余はただ見守っているだけで…………ダメだ、このままではただのヤバいおっさん。
自問自答する余とは打って変わって、特に気にした風でもなく『ねぇあれ何? あれは?』とはしゃぎまくる小僧。
だが今回のような事がまたあったらと思うとな、うーん……とりあえず帰ろう。
気を取り直して小僧を抱え直して教会を目指す。
だが〝あっちに行きたい〟〝こっちに行きたい〟という我が儘に付き合っているうちに、いつしか日が暮れ、ようやく目的の場所へとたどり着いた。
『――ついたぞ。まったく、すっかり遅くなってしまった』
『えー』
『えーじゃない』
『おじさん』
『なんだ?』
『魔王なの?』
『!?』
思わず心臓が跳ねた。
『だっておじさん、いっつも変な力使うんだもん。この前だって、風で木に引っ掛かった俺の帽子、俺が登って取ろうとしたら風が吹いてもないのにふわって浮いて、俺の頭にすぽっと被せてさ。色々挙げたらきりがないけど、今日なんて空飛ぶし。人間には無理だって、そんなの出来るの、魔王くらいだってシスターが言ってた』
こっそり力を使っていたつもりが、全部バレてたのか。
というか余がやったと何故バレているんだ? ……いや待て。なぜそれだけで魔族かどうかをすっ飛ばして〝魔王〟断定になるのかわからん。
内心狼狽えつつも、追究してみようかと思ったが目が合った瞬間に『へへっ』と、にこにこ、どこか照れたように微笑まれて、どうにもその気が失せた。
――仕方ない。
だが目が離せぬからといって、これ以上ずっと付いて回るわけにもいかぬし……。
『はぁ。いいか、お前にいいことを教えてやろう』
余は小僧の目線に合わせてしゃがむと、その頭に掌をのせた。
魔力をかける為だ。
大したことはない、ほんのささいなこと。
『余には特別な力があってな。もし何かあれば紙飛行機を作れ。それを空へと飛ばせば、必ず余の元へと届く。さすれば――』
『ほんと!?』
『……あぁ』
『じゃあ俺、いっつも紙とペン持って歩くよ!』
『言っとくが他の者には内緒だぞ』
『うん!』
……不安だ。
『わかったならいいがもう無茶はするなよ。
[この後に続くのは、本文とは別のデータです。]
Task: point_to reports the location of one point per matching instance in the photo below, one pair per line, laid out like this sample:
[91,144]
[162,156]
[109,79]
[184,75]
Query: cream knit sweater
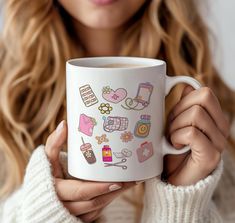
[210,200]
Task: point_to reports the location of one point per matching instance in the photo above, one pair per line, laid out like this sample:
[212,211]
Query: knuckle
[214,161]
[48,145]
[192,132]
[197,113]
[80,194]
[97,202]
[207,94]
[90,217]
[222,143]
[211,164]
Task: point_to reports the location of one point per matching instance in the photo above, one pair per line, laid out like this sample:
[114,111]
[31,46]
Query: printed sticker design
[145,151]
[105,108]
[142,98]
[117,164]
[107,154]
[116,123]
[126,136]
[86,124]
[87,95]
[114,96]
[101,139]
[125,153]
[142,127]
[88,153]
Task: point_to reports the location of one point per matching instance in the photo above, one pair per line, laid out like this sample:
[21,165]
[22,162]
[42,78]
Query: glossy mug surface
[115,114]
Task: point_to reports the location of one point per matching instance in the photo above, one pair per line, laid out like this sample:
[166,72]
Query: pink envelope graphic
[86,124]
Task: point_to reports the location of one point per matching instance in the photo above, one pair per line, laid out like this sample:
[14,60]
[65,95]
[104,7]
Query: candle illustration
[87,152]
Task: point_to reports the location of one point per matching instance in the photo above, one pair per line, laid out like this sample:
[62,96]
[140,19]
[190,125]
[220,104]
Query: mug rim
[88,62]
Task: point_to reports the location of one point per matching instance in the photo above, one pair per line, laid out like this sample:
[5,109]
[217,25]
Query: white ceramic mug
[115,114]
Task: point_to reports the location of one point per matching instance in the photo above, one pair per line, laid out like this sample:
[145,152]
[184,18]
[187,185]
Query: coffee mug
[115,114]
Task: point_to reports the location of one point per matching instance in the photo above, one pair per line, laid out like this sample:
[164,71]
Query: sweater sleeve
[182,204]
[36,200]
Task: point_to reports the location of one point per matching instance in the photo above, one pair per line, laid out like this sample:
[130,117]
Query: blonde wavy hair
[38,38]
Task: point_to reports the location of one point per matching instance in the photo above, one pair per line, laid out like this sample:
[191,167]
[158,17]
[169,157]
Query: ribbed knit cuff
[181,204]
[40,202]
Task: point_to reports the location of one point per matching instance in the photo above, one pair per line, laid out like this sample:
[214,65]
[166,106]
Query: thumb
[53,147]
[186,91]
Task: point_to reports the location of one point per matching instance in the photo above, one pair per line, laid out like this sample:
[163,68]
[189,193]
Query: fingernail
[60,127]
[114,187]
[170,117]
[139,182]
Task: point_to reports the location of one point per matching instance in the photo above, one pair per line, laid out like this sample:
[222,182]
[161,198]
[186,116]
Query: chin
[102,21]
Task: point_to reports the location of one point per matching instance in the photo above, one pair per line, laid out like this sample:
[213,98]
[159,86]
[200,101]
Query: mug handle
[167,148]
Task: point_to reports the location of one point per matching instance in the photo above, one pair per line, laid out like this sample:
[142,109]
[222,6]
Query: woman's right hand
[83,199]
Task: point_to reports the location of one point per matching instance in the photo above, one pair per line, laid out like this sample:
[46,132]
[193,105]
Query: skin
[196,120]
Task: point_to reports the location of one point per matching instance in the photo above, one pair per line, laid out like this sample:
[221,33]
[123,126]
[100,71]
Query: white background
[220,15]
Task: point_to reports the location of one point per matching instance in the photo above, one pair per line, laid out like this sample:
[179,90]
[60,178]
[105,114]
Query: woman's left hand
[196,120]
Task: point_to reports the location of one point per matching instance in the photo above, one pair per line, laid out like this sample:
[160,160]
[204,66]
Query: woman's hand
[196,120]
[82,198]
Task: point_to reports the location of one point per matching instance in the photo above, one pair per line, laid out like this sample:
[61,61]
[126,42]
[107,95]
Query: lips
[103,2]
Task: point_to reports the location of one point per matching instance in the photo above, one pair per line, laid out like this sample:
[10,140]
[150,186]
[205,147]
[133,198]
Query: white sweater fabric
[36,200]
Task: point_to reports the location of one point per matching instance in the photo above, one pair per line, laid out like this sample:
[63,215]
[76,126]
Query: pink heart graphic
[115,96]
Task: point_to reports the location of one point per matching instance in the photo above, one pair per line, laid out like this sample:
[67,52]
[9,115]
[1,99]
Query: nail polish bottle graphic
[107,154]
[88,153]
[142,127]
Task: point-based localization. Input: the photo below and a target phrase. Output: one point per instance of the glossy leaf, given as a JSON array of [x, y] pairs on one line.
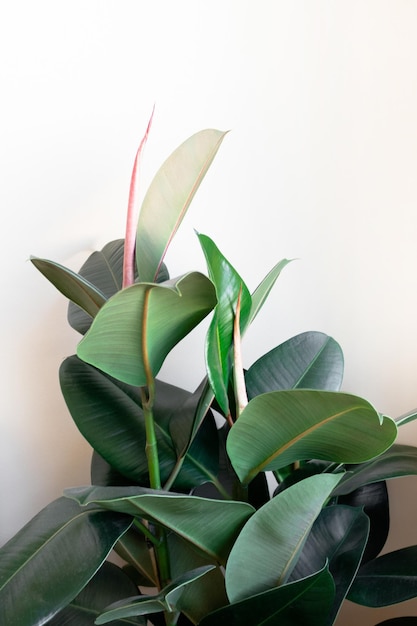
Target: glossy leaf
[[271, 540], [310, 360], [204, 594], [306, 424], [305, 602], [408, 417], [104, 270], [138, 327], [109, 415], [373, 500], [54, 556], [387, 580], [398, 460], [169, 196], [263, 289], [110, 584], [210, 525], [142, 605], [338, 537], [399, 621], [71, 285], [219, 342]]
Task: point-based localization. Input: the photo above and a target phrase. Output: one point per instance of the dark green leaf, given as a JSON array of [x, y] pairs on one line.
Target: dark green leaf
[[71, 285], [399, 621], [271, 540], [167, 598], [109, 415], [398, 460], [110, 584], [310, 360], [136, 329], [104, 270], [301, 424], [338, 537], [219, 343], [46, 564], [387, 580], [210, 525], [373, 499], [305, 602]]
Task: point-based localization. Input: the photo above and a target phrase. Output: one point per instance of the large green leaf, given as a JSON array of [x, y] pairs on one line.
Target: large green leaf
[[263, 289], [278, 428], [310, 360], [46, 564], [305, 602], [110, 584], [398, 460], [104, 270], [165, 600], [169, 196], [136, 329], [387, 580], [399, 621], [338, 537], [203, 595], [373, 500], [109, 415], [271, 541], [71, 285], [229, 287], [210, 525]]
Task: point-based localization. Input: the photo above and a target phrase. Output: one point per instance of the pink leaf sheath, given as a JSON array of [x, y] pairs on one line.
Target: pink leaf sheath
[[132, 214]]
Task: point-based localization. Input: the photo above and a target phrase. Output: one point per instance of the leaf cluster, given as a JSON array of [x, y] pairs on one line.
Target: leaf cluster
[[259, 498]]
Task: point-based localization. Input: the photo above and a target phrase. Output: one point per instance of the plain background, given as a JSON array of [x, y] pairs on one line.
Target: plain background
[[320, 165]]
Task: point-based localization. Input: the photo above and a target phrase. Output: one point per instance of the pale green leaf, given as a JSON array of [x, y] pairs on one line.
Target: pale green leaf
[[169, 196], [139, 325], [263, 289]]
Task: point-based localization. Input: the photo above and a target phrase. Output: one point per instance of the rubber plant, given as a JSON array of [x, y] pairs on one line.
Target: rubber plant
[[260, 498]]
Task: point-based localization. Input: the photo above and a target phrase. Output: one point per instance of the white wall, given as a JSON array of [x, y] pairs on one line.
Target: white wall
[[321, 98]]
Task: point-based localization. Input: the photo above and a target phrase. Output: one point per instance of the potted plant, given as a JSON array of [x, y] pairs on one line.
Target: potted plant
[[258, 499]]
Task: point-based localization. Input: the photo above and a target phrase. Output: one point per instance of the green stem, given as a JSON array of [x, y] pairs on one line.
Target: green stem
[[148, 394]]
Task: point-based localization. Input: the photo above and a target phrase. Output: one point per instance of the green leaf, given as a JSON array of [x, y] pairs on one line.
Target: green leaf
[[338, 537], [142, 605], [305, 602], [399, 621], [219, 342], [278, 428], [204, 594], [387, 580], [310, 360], [109, 415], [263, 289], [110, 584], [104, 270], [71, 285], [210, 525], [398, 460], [406, 418], [373, 501], [54, 556], [271, 540], [137, 328], [169, 196]]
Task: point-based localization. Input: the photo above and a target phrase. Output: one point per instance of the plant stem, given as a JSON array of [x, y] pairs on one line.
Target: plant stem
[[147, 394]]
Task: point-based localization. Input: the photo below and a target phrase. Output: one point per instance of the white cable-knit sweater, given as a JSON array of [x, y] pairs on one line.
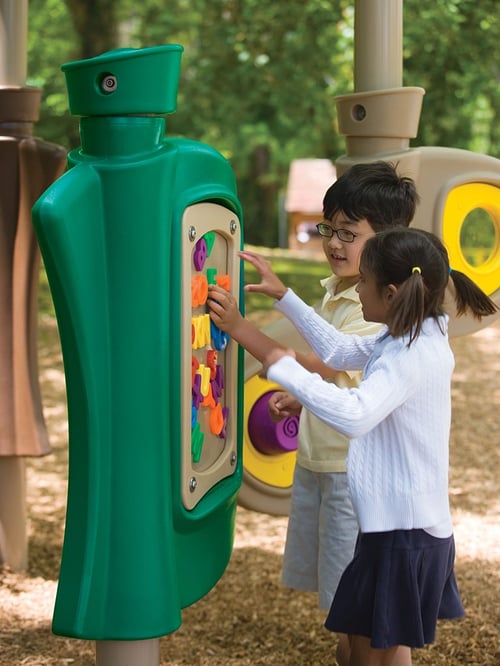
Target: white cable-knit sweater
[[397, 420]]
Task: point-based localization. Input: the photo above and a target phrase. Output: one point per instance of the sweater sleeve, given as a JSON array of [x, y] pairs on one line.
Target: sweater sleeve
[[351, 411], [338, 350]]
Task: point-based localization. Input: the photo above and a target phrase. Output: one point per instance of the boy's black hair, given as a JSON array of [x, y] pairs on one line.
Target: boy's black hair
[[373, 191]]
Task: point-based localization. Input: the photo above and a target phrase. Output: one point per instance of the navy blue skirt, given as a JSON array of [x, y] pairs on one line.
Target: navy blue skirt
[[396, 587]]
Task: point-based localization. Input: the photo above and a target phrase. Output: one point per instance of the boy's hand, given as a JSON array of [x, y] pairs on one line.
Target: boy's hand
[[282, 404], [223, 308], [270, 284]]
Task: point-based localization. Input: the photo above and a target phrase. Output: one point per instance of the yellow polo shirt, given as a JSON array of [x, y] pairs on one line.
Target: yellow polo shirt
[[320, 448]]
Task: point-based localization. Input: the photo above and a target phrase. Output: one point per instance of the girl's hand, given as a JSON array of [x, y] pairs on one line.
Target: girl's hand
[[223, 308], [282, 404], [270, 284], [274, 355]]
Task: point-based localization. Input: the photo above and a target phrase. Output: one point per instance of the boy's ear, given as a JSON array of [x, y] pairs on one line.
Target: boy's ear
[[390, 291]]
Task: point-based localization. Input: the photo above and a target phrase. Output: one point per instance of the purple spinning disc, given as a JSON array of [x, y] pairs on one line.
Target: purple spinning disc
[[270, 437]]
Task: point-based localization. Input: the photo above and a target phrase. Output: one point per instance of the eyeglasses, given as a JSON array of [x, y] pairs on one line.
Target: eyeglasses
[[343, 235]]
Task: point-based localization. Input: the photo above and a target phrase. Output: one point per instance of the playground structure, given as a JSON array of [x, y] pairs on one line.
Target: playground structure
[[378, 120], [131, 236], [89, 279]]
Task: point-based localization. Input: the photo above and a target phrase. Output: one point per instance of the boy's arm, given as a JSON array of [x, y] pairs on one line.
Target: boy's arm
[[226, 316]]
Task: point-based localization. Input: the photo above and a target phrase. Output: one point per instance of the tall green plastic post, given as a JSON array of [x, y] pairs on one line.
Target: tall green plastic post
[[131, 235]]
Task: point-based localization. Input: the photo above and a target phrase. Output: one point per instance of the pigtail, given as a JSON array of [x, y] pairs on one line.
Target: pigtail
[[470, 298], [407, 312]]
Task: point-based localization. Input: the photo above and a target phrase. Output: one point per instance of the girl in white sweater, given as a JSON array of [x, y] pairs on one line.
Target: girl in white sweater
[[401, 578]]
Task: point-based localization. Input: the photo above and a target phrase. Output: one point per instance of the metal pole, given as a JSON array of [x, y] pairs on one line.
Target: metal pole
[[378, 44], [128, 653]]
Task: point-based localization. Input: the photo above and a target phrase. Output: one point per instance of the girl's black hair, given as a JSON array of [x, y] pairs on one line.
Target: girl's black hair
[[416, 261], [373, 191]]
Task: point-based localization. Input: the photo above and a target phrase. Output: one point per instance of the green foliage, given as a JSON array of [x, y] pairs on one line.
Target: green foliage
[[259, 78], [301, 274]]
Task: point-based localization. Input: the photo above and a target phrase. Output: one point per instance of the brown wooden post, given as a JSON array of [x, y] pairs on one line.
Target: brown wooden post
[[27, 166]]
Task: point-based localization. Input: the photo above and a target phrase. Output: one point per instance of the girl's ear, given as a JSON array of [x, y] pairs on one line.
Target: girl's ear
[[390, 291]]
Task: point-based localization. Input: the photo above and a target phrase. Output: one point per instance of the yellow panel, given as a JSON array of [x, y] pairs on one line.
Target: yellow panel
[[460, 202]]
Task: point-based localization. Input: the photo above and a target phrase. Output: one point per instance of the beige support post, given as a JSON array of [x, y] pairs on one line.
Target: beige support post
[[378, 44]]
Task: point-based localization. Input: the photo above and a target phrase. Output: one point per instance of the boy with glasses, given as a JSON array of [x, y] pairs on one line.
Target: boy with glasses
[[322, 528]]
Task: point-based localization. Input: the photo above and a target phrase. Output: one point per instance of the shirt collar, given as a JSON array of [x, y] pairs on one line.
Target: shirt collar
[[330, 284]]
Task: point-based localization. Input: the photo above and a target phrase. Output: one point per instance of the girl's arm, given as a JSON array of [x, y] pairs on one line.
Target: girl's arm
[[353, 412]]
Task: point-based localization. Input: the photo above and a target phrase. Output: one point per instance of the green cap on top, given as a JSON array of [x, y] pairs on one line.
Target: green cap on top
[[125, 82]]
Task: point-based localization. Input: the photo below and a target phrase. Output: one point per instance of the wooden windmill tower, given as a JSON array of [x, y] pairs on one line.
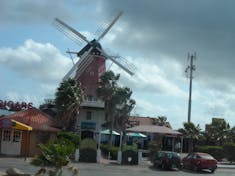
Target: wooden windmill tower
[[92, 58], [87, 70]]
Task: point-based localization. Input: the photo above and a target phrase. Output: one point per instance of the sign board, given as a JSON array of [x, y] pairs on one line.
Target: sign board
[[6, 123], [15, 106], [88, 125]]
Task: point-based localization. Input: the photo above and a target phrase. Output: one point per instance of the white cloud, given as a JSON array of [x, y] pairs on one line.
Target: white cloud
[[42, 62]]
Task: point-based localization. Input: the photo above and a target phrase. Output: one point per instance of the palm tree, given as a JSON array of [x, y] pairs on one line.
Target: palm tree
[[191, 132], [69, 97], [161, 121], [123, 108], [217, 132], [107, 87]]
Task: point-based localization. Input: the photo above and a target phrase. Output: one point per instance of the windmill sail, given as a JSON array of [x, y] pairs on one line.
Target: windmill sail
[[92, 48]]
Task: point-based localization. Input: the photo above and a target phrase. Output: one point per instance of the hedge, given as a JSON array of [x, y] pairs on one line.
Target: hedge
[[229, 151], [106, 149], [216, 151]]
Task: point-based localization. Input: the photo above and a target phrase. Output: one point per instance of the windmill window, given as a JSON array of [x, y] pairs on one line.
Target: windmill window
[[92, 73], [88, 115], [6, 135]]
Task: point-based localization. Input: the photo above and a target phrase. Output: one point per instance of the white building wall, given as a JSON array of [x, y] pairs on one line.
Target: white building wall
[[97, 117]]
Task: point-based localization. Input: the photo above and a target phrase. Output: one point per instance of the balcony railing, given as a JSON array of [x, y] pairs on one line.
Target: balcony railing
[[92, 102]]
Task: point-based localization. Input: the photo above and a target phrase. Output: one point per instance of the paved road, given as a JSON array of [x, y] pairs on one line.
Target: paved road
[[89, 169]]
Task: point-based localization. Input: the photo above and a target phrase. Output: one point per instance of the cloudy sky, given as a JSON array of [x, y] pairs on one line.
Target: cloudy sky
[[154, 35]]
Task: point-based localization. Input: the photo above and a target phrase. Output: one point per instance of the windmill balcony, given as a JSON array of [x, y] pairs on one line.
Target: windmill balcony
[[92, 102]]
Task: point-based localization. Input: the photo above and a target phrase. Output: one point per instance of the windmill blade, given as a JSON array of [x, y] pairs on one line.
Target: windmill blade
[[123, 63], [69, 31], [110, 26], [70, 52], [120, 61], [81, 64]]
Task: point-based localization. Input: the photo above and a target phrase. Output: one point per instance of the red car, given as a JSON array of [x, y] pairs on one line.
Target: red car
[[199, 161]]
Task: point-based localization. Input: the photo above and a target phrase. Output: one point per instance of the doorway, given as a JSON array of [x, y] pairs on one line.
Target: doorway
[[11, 142]]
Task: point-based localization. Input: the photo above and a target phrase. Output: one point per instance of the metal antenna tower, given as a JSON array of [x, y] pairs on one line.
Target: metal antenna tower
[[189, 74]]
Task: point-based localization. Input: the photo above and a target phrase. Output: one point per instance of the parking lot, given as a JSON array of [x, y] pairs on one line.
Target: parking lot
[[96, 169]]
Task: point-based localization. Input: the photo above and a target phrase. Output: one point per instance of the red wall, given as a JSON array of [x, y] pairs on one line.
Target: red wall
[[90, 77]]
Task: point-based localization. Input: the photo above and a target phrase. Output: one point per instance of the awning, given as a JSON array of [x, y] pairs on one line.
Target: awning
[[108, 132], [133, 134], [20, 126]]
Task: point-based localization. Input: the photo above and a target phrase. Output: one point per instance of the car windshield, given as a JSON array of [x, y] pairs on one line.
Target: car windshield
[[205, 156]]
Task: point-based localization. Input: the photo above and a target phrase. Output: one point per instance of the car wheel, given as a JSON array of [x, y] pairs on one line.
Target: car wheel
[[163, 166], [195, 168], [213, 170]]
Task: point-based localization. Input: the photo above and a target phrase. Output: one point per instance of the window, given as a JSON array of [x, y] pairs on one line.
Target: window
[[88, 115], [6, 135], [16, 136]]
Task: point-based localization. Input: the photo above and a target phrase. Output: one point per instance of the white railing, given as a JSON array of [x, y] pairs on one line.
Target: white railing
[[93, 102]]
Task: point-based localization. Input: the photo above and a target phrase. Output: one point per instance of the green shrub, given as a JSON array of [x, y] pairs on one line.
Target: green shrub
[[129, 157], [106, 149], [229, 151], [55, 154], [88, 155], [73, 137], [216, 151], [132, 147], [153, 147], [88, 150], [88, 143]]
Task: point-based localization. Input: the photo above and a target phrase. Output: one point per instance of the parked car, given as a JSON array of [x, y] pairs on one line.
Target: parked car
[[167, 160], [199, 161]]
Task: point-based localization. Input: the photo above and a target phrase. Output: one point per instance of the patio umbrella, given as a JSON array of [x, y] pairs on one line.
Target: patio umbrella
[[136, 134], [108, 132]]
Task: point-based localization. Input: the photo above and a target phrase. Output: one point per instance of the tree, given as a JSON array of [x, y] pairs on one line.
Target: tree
[[161, 121], [218, 132], [123, 108], [118, 102], [107, 87], [191, 132], [69, 97]]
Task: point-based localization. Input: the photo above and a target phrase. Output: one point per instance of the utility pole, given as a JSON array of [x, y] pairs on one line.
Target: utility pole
[[189, 73]]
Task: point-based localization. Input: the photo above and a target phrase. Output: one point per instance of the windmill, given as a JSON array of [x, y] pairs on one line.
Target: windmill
[[92, 56]]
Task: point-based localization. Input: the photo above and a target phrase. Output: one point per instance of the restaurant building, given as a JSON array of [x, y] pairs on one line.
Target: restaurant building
[[22, 131]]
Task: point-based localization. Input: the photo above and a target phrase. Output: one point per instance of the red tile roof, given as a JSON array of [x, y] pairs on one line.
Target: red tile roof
[[141, 120], [154, 129], [35, 118]]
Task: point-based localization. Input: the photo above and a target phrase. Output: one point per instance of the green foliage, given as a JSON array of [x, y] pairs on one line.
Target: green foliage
[[216, 151], [217, 132], [229, 151], [55, 154], [132, 147], [88, 155], [153, 147], [73, 137], [130, 157], [88, 143], [69, 96], [118, 103], [106, 149]]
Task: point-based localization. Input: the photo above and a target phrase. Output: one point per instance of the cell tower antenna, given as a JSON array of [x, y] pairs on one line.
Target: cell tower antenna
[[189, 74]]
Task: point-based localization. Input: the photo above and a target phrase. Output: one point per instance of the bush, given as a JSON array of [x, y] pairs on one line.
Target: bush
[[106, 149], [88, 143], [88, 155], [153, 147], [88, 150], [132, 147], [55, 154], [229, 151], [73, 137], [216, 151], [129, 157]]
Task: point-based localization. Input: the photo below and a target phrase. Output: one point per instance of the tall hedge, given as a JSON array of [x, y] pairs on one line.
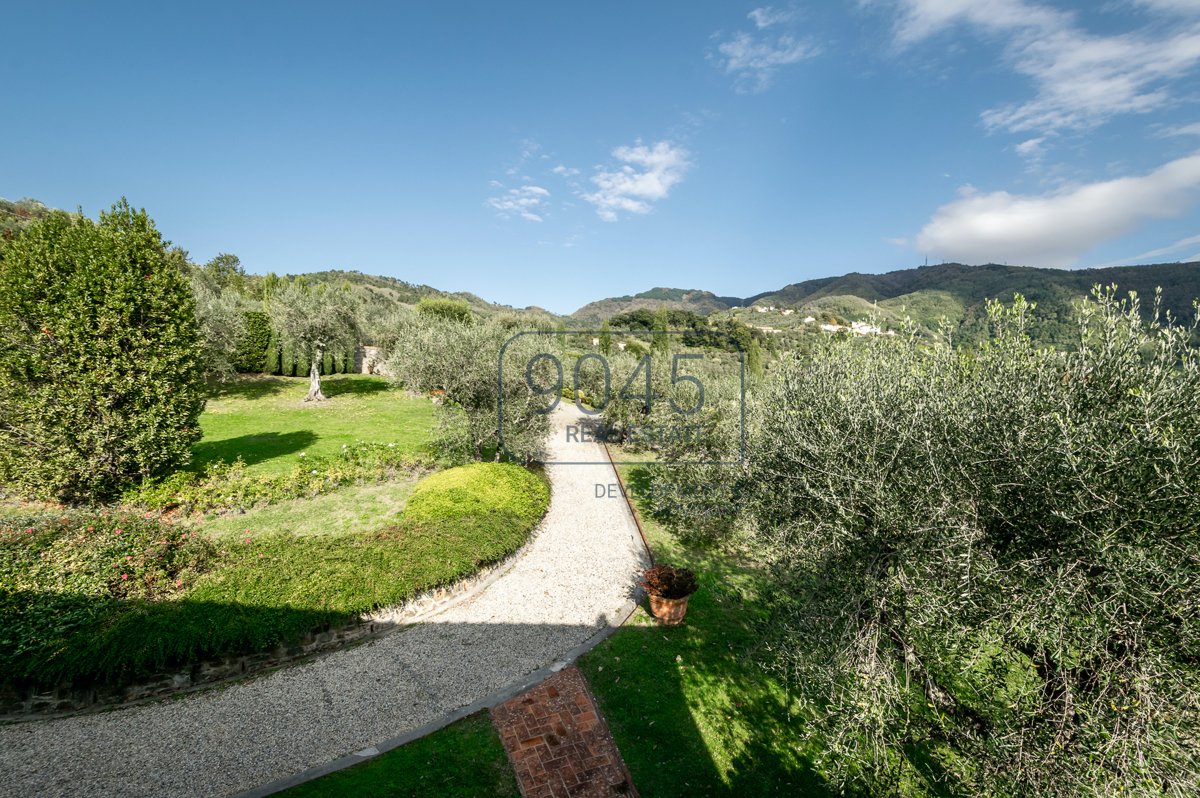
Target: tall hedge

それではな』
そう言って、夜空へ飛び立った。
『またねー! 魔王のおじちゃーん!』
それからというもの、余は小僧の様子を見に行くのをやめた。
何もないのであればそれでいい。
だが小僧は、ことあるごとに紙飛行機を飛ばしてくるのだ。
しかもそれには必ず何かしら書き込まれていた。
さっき誰々と喧嘩しただの、今日のお昼はうまかっただの、足が速くなっただの。
たまに下手な絵だけの時もあった。
正直、そんなつもりで教えた訳ではないとは思ったが……。
そして――
「今に至るという訳です」
魔王が大体の経緯を話し終えると、東の魔王は「なるほど、そういった経緯があったのか」と深く頷く。
東の魔王は北の魔王のそれなりに長い長い話を文句も言わずにその場に立ったまま、静かにうんうんと頷いてはずっと耳を傾けていた。
それなりに長い……いや思っていたよりずっと長かったので、今度からは茶菓子を用意して落ち着ける場所で話を伺うとしよう。
軽い気持ちで尋ねた私が至らなかったと反省までしていた。
更には、
「って東の方、何故ハンカチを片手に号泣しておられるので?」
「いや何、実は私も我が国ネーベル森林で同様の事があってな」
「え!?」
「私の場合は女の子だったんだが、城に連れ帰って娘として育てたのだ」
「ぜ、前例があった!?」
「だが、どう育てたらいいか誰にも分からず」
「あぁ魔族は子育てなんてしませんしね」
「そうなんだ。だから仕方なく人間を一人連れてきてな」
一人ならず二人も!? と衝撃を受けながらある事をはっと思い出した。
東の魔王は人間の娘がいるどころか人間の王と仲が良く、その人間と結婚したうえ国内(東の国)の魔族と人間の交流を盛んにした事で有名なお方だったと。
魔王は密かに尊敬の眼差しを向けた。
「ただそれが人間の少年で、あ、いや人間で言うと青年ぐらいの歳だったのか? そこのとこは色々揉めたのだが、どうだったか、うーん思い出せないままはまずいな、ばれたら小言を言われそうだ」
「何故女性を選ばなかったんです」
「腹心のうっかりだ」
「うっかり」
「恥ずかしながら私を含め皆が子育てというものをよく分かっていなかった。赤ん坊が何を主食とするのかも分からぬまま、ただ人間さえ連れてくればなんとかなるだろうと思っていてな」
東の魔王は多少居心地が悪そうに明後日の方へ視線を泳がせながら語る。
「まぁそんな感じで色々あったがどうにかこうにか今日まで来た事を思い出して思わず、すっかり立派に育って本当に、私は……腹心のうっかりがむしろ良かったというか」
東の魔王が気を取り直して穏やかに微笑んだ時だ。
透き通った美声、しかしどこか淡々とした冷たい声が彼の直ぐ後ろからした。
「魔王さま。こんな所にいらしたんですね」
「あぁハクイか、どうかしたか?」
噂をすればである。
東の魔王の腹心であるハクイが現れ、魔王は思わずそう感じた。
その男は中性的な顔立ちの美形――いや、美人と言った方が正しいかもしれない。もし彼が女性であれば〝才色兼備〟という言葉がしっくりくる。
彼のその容貌は男女共に好意を寄せる者は多い。だが、その美しさからは想像もつかない程の魔力を持つのだ。何しろ東の魔王の右腕で宰相を務める男。
正直魔王はこの男が苦手だった。
そしてこの者でもうっかりする事があるのかと、そう思った。
真っ白なローブを身に纏い、城のアーチ状の窓から射し込む僅かな日の光が、その癖のない長く美しい白髪を照らして陽だまりのように輝く。
ハクイは二人のもとへと近付いた。その紫の瞳はどこか怒っている。
「まったく〝どうかしたか?〟じゃありませんよ。わたくしの言った事をお忘れですか? 次の会議までにする事が山程あると。なのに貴方ときたらこんな所で油を売って」
「いや、その、なんだ。すまない今行こうとだな」
おろおろと言い訳を始める東の魔王にハクイは柳眉を吊り上げる。
「御託はいいです。さぁ行きますよ」
「わ、わかった。だから服を引っ張らないでくれ! く、首がしまっ」
「それでは北の方、失礼いたします」
「す、すまぬ! また機会があれば」
「そんな時間、貴方にはありませんので」
そんなこんなで二人は瞬く間に去って行った。
魔王はため息をつくと、先程床に舞い落ちた真新しい紙飛行機を手に取り、紙を開く。